Roma, 29 settembre 2022.
“Quando faccio una cosa mi piace farla bene” è il refrain che recita Pelè, al secolo Edson Arantes do Nascimento, nella pubblicità del deodorante Brut 33 Fabergè a metà degli anni settanta.
Credo di poter dire che la professione di calciatore Pelè la esprime al meglio e al limite delle umani possibilità, risultando, a mio personalissimo parere, il più grande di tutti i tempi.
Premesso che i paragoni sono un esercizio per chi si trascina stancamente al bar pontificando sugli eroi del calcio, ma che possono valere per tutti gli sport, come pure nella cinematografia.

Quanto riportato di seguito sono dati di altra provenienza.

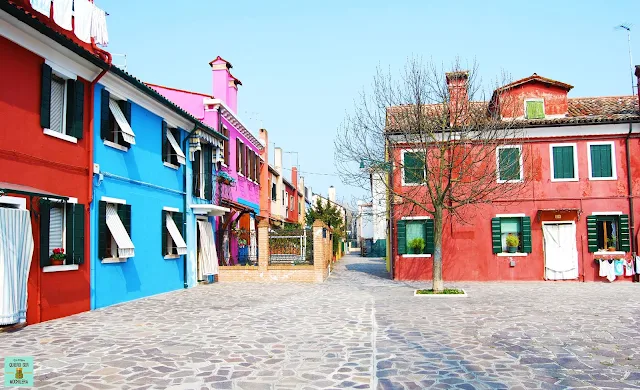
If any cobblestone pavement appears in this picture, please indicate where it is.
[0,256,640,390]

Detto ciò faccio uno strappo alla regola e Pelè, scomparso oggi a 82 anni, in un prospetto relativo agli ultimi settant’anni, è il più grande di tutti.

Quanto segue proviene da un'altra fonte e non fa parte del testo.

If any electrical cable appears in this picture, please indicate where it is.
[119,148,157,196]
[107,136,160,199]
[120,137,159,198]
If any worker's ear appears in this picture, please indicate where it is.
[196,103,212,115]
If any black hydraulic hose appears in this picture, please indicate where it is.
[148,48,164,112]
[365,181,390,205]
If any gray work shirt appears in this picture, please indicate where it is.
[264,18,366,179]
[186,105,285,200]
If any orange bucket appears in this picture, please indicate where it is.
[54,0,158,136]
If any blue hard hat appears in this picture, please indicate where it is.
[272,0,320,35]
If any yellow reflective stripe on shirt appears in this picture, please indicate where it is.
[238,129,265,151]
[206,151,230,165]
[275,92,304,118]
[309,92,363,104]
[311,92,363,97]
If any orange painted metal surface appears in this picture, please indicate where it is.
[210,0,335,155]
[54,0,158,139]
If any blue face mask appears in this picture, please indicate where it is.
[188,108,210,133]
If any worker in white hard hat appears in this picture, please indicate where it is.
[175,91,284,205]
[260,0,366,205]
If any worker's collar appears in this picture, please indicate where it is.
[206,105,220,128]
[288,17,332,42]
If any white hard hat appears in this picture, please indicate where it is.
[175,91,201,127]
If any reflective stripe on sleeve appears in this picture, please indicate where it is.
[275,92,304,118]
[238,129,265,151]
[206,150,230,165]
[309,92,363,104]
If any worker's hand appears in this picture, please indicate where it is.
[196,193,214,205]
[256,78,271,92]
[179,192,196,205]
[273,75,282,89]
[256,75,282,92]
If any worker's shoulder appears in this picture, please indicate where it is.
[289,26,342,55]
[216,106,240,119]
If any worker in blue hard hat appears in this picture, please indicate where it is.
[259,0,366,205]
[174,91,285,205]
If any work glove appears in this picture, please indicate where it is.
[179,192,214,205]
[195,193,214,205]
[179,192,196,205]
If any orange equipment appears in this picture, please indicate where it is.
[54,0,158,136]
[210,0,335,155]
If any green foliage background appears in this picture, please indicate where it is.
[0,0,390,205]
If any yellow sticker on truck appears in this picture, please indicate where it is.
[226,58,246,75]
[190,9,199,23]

In un profilo oggettivo diversi calciatori mostrano chi un gran destro, chi un gran sinistro, chi un grande colpo di testa, chi un gran fisico che tiene testa alle difese più agguerrite.
Pelè è dotato di tutte queste componenti contemporaneamente e in aggiunta dimostra, sin dagli esordi, di essere un “atleta”, che ai suoi tempi è un’assoluta rarità.
Vincitore di tre titoli mondiali, il primo a diciassette anni (!), con la parentesi del 1966 in Inghilterra quando viene proditoriamente massacrato con il Brasile, campione uscente, eliminato al primo turno.
I filmati che lo ritraggono nei festeggiamenti, che piange a dirotto, dopo la finalissima contro la Svezia sono struggenti per la dedica esaudita nei confronti del papà che visse la tragedia della Coppa del Mondo del 1950 perduta inopinatamente in casa contro l’Uruguay.
Quando mi chiedono quali sono i Mondiali di calcio preferiti, quelli dal ricordo più fulgido, rispondo sempre quelli di Messico ’70.
“Ma come non quelli del 1982 o del 2006 con i trionfi degli Azzurri”? Assolutamente no!
I Mondiali messicani del 1970 sono il trionfo della squadra più forte di sempre, con 5 numeri 10 che giocano tranquillamente insieme mentre gli italiani dopo cinquant’anni ancora litigano sul dualismo Mazzola-Rivera…
Tra quei 5 c’è lui, Pelè, che in età matura, quasi trentenne, gioca un Mondiale fantastico con un’umiltà tecnico-tattica al completo servizio della squadra altro che primadonna capricciosa come qualcuno dei nostri tempi.
Pelè domina la scena e secondo me il suo gesto tecnico più clamoroso non è un goal fatto ma una giocata, surreale, contro il portiere dell’Uruguay in semifinale.
Pelè lo aggira in uscita fintando un cross proveniente dalla sinistra per poi raccogliere la sfera dalla parte opposta, col portiere stramazzato in terra, incrocia il tiro che sfiora la base del palo col pubblico che quasi scende in campo per l’emozione provata.
Pelè ci segna il primo goal della finale con uno stacco di testa perfetto e contro ha il roccioso Burgnich che arriva a saltare con la mano dove il brasiliano arriva in grande coordinazione con la testa.
Lo stesso gesto tecnico lo fa nel girone eliminatorio contro l’Inghilterra, ma li c’è il signor Banks che gli ruba la scena nella “parata del secolo”.
Ho il privilegio di vederlo giocare dal vivo nel marzo del 1972 allo stadio Olimpico in un’esibizione contro la Roma.
Pelè gioca nel mitico Santos, che vince per 2-0 contro i giallorossi, ma si fa parare un rigore dal portiere romanista Alberto Ginulfi che viene omaggiato, sportivamente, dal fuoriclasse brasiliano.
Suggestiva l’esperienza di Pelè negli Stati Uniti con i Cosmos nel 1974, nel tentativo di far esplodere il ”soccer” in Nord-America che, con più o meno successo, viene poi raggiunto da altri campioni come Beckembauer, Chinaglia, Carlos Alberto.
Pelè era malato da tempo ed era nell’aria, specialmente negli ultimissimi giorni, che la sua fine fosse ormai vicina.
Tuttavia in questo tremendo mese di dicembre con gli addii di Rebellin, Adorni, Mihajlovic, pensavo che la signora vestita di nero ne avesse abbastanza. Invece no.
Mi piace pensare che adesso si darà da fare con un altro immenso ambasciatore come Alì per mettere un po’ d’ordine in questo mondo, non solo sportivo, caotico e fuori dal tempo.